Ha scritto un libro dedicato alla sua bambina Liala, di 8 anni, si intitola “Per te, io vorrei”: Licia Colò, durante un’intervista rilasciata a Famiglia Cristiana, ha parlato della sua bambina e dalle sue parole si evince che il loro rapporto non è tutto rose e fiori.

 “Mia figlia è viziata, come molti bambini della nostra società, credo. Non è molto educata, e da questo punto di vista avrò da fare. Io ci tengo molto all’educazione, per me è un passe-partout che ti fa a stare a tuo agio con i disperati, con i ladri e con i re. Però in questo periodo do la priorità ad altri valori, e benché finora abbia elencato due difetti, devo dire che Liala ha un cuore molto buono. È generosa con gli altri bambini, con i vecchietti, con i deboli in genere”, ha dichiarato la conduttrice. “Una volta - ha proseguito - mi ha detto di essere una bambina infelice. Così le ho mostrato che nella vita esistono queste cose. Qualcuno mi ha detto che è troppo presto, ma per me non è così, se poi vivono di vestiti cretini, e bambole. Non che dopo quell’episodio sia cambiata, però mi ha dato un’enorme soddisfazione quando le ho detto: ‘Amore, devi imparare che nella vita si può vivere con niente. Togliamo tutti i vestiti? Ti lascio due cose di ciascun capo’. Non gliel’ho imposto, gliel’ho spiegato. Lei ha detto: ‘Va bene’. L’abbiamo fatto, ma dopo un mese avevo un sacco di problemi perché dovevo lavare continuamente. Liala invece era tranquillissima. Allora le ho chiesto: ‘Non vuoi di nuovo le cose?’. E lei: ‘No no, io posso stare benissimo così’. Ho concluso io: ‘Beh, ritiriamo fuori la roba’”.

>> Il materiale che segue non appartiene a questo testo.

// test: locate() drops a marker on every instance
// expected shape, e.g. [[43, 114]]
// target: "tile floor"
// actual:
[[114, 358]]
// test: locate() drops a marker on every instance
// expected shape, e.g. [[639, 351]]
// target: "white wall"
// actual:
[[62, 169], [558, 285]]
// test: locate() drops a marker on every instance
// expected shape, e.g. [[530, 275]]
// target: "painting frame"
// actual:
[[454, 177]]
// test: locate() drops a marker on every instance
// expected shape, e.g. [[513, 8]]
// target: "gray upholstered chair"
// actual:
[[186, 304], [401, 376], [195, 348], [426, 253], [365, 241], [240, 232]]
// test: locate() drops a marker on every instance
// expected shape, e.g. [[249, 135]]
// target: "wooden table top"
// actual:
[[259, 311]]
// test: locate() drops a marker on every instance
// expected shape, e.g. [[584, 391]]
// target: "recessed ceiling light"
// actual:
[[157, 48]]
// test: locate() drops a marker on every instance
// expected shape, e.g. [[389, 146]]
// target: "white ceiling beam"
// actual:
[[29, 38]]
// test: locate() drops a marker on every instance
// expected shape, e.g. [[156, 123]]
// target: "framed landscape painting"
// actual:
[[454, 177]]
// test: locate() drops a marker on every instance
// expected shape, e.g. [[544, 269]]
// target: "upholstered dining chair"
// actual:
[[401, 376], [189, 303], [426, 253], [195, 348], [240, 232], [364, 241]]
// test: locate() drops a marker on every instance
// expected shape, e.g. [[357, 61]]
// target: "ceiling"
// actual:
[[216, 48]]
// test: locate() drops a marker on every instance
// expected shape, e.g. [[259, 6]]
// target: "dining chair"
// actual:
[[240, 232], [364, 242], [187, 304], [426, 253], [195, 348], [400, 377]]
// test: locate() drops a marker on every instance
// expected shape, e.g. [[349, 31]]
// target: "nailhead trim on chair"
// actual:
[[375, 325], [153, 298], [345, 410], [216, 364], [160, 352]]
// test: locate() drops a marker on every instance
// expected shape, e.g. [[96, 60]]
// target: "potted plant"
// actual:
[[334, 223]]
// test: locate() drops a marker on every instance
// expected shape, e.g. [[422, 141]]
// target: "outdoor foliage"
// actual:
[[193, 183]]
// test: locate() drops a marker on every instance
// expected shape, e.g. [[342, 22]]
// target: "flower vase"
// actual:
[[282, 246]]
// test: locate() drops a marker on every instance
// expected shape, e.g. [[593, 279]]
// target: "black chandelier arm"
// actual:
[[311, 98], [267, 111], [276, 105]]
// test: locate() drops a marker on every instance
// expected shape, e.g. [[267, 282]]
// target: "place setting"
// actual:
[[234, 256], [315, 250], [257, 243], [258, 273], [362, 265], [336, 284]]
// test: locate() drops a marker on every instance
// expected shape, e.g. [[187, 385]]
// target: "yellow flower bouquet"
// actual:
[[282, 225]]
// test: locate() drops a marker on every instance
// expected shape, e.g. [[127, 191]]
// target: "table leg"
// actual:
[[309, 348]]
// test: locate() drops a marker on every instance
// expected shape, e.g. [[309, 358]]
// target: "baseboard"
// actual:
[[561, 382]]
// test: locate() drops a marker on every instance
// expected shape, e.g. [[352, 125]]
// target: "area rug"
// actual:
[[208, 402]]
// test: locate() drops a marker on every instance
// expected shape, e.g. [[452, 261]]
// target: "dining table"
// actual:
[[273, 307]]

 Licia ha poi ammesso di non essere una madre perfetta: “Mi stufo a fare i giochi da bambina con mia figlia, e già questo non mi sembra bellissimo per una mamma, soprattutto vedendo mio marito che perde ore a giocare con lei. Mi piace portarla al parco degli animali, leggerle un libro, insegnarle qualcosa”. E, infine, ha detto: “Un figlio è responsabilità. Non credo, come tante mamme, che fondamentali siano i primi mesi di vita. Penso che sia molto più importante quando il bambino comincia a ragionare e tu devi iniziare a dargli gocce di conoscenza, di esperienza e di positività. Ogni figlio è un universo a sé, va seguito”.



*
non ho capito....secondo lei di chi è la responsabilità?*


----------



## Anais (2 Ottobre 2013)

Quella di togliere dall'armadio i vestiti e poi...dopo un mese rimetterli, perchè per la madre era troppo faticoso lavarli tutti i giorni...è una vera cavolata diseducativa.
A parte, che pure lasciarla con due vestiti è una follia (per me).


----------



## Minerva (2 Ottobre 2013)

sai che mi ha sconcertata?
è una donna che ho sempre pensato piuttosto stimabile ma come madre mi appare proprio spiazzata


----------



## Anais (2 Ottobre 2013)

Anche a me lei piace.
Mi è sempre parsa una donna molto sobria e intelligente, però un pò freddina.


----------



## Nausicaa (2 Ottobre 2013)

brrrr.... "mia figlia è viziata".

E chi l'ha viziata, la cicogna?


----------